List[Dict]: List of matching documents

Raises:

ValueError: If key is invalid

Example:

# Search indexed field (fast)
users = db.search('email', 'alice@example.com')

# Search non-indexed field (slower but works)
posts = db.search('title', 'My Post')

# With pagination
page1 = db.search('status', 'active', limit=50, offset=0)
page2 = db.search('status', 'active', limit=50, offset=50)

Performance:

Indexed fields: O(log n) - ~0.01ms for 10k docs
Non-indexed fields: O(n) - ~2.5ms for 10k docs

`update(id_key, id_value, new_dict)`

Update documents matching the given key/value pair.

Parameters:

id_key (str): Field name to match
id_value (Any): Value to match
new_dict (Dict[str, Any]): Changes to apply (merged into existing document)

Returns:

bool: True if at least one document was updated, False otherwise

Raises:

TypeError: If new_dict is not a dict
ValueError: If id_key is invalid or id_value is None

Example:

# Update single document
success = db.update('user_id', 123, {'status': 'inactive'})

# Update multiple documents
db.update('status', 'pending', {'status': 'processing'})
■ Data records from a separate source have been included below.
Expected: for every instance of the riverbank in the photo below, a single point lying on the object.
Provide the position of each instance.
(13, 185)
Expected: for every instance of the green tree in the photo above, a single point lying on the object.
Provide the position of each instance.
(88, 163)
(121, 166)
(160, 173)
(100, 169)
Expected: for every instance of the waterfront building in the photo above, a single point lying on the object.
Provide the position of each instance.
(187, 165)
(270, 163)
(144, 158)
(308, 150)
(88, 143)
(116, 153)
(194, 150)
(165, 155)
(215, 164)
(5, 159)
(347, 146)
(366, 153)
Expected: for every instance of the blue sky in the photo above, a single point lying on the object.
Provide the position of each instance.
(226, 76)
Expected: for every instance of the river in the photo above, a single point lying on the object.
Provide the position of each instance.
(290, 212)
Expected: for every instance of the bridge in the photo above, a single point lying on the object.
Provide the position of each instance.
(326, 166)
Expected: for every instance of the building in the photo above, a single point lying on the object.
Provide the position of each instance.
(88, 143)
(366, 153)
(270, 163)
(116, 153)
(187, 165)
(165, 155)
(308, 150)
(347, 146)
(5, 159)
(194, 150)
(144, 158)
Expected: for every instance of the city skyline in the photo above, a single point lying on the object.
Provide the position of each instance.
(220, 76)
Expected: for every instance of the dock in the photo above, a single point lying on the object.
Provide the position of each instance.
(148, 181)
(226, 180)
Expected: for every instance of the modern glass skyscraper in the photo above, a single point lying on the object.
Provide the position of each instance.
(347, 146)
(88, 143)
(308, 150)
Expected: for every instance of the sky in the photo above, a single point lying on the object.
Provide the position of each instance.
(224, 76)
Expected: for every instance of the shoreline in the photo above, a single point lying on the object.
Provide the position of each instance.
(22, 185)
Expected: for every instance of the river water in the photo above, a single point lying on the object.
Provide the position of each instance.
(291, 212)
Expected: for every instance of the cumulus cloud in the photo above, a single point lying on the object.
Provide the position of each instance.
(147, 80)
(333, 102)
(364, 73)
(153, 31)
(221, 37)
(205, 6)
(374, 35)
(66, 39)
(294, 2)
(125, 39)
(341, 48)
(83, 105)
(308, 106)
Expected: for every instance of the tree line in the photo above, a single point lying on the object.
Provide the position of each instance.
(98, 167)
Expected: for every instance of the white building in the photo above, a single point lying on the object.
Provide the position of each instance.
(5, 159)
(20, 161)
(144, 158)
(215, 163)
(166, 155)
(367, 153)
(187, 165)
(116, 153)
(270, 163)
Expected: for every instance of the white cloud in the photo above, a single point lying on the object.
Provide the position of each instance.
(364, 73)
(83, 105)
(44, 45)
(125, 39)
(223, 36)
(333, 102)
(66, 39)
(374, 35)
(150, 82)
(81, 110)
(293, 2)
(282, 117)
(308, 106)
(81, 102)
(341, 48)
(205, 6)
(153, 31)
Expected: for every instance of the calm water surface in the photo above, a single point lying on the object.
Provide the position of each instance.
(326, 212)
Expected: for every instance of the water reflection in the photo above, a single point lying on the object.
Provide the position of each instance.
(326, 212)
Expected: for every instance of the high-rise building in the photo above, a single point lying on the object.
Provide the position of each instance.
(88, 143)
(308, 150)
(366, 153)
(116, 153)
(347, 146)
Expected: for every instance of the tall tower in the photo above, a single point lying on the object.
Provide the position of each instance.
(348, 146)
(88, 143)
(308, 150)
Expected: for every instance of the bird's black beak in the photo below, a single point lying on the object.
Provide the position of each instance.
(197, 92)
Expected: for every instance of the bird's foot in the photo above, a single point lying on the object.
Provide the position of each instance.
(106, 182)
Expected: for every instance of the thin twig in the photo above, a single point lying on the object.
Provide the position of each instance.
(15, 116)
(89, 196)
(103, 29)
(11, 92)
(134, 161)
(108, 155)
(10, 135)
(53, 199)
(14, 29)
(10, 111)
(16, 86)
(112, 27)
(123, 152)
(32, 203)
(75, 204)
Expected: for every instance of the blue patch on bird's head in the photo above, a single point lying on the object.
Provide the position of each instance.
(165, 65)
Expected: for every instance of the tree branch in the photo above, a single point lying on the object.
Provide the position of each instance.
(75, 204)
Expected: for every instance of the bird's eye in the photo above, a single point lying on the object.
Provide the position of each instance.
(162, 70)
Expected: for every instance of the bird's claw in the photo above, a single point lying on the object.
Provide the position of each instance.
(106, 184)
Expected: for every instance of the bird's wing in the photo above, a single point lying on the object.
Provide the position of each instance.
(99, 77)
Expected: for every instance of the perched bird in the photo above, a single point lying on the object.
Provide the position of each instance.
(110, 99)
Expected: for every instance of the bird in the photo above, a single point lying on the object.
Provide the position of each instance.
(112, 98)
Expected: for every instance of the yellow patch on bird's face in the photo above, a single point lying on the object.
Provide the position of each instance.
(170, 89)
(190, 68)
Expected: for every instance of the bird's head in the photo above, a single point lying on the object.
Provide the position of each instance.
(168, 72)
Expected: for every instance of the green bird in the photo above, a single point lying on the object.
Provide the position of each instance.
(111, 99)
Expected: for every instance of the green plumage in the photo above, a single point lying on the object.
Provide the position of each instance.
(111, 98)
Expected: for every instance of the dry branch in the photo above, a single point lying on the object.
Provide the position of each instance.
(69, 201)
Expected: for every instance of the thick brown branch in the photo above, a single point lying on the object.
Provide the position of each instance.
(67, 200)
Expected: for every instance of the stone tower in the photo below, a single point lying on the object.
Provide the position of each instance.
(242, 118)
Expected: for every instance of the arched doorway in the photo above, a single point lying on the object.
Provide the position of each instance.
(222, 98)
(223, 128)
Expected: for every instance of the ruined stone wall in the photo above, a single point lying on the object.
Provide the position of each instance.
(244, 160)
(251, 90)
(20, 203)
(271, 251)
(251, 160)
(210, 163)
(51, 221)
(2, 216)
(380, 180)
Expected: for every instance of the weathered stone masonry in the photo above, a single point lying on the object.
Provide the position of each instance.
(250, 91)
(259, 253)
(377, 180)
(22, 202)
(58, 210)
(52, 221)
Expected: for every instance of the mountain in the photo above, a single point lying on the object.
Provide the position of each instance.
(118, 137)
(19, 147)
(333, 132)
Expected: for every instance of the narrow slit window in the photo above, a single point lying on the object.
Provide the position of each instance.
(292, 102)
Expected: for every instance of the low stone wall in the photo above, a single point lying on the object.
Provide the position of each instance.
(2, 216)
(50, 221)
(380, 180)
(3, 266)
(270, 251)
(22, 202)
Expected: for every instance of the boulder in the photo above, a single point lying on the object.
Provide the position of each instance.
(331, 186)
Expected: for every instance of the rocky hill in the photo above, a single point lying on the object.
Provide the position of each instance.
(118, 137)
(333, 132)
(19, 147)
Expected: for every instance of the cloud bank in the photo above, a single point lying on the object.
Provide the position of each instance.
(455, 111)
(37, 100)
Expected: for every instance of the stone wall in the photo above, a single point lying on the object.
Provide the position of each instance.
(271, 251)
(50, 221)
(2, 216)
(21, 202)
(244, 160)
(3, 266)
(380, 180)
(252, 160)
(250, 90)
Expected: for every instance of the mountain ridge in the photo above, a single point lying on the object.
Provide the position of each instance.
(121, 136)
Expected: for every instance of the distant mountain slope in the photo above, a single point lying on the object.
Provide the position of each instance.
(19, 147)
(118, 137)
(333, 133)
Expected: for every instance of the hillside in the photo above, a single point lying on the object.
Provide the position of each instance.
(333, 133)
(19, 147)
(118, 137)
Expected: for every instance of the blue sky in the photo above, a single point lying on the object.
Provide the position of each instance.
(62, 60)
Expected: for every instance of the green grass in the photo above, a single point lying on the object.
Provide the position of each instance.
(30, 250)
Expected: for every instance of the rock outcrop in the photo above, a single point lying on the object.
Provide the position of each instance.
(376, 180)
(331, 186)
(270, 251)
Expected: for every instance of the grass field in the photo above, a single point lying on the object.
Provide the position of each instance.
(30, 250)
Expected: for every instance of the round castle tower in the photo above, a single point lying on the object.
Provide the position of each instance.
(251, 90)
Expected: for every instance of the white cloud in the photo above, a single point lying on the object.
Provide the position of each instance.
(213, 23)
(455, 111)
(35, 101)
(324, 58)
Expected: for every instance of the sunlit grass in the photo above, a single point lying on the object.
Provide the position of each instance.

Performance: 80-665x faster on indexed fields.

`remove(key, value)`

Remove all documents matching the given key/value pair.

Parameters:

key (str): Field name to match
value (Any): Value to match

Returns:

int: Number of documents removed

Raises:

ValueError: If key is invalid or value is None

Example:

# Remove by indexed field
count = db.remove('user_id', 123)
print(f"Removed {count} documents")

# Remove by non-indexed field
db.remove('status', 'deleted')

`purge()`

Remove all documents from the database.

Returns:

bool: True upon successful purge

Example:

db.purge()  # Deletes all documents

Warning: This operation cannot be undone.

`all(limit=100, offset=0)`

Retrieve all documents with pagination.

Parameters:

limit (int, optional): Maximum results to return (default: 100)
offset (int, optional): Number of results to skip (default: 0)

Returns:

List[Dict]: List of documents

Example:

# Get first 100 documents
docs = db.all()

# Paginate
page1 = db.all(limit=50, offset=0)
page2 = db.all(limit=50, offset=50)

Search Operations

`search_optimized(**filters)`

Multi-field search with automatic index usage.

Parameters:

**filters: Keyword arguments with field=value pairs

Returns:

List[Dict]: List of matching documents

Example:

# Single field
results = db.search_optimized(status='active')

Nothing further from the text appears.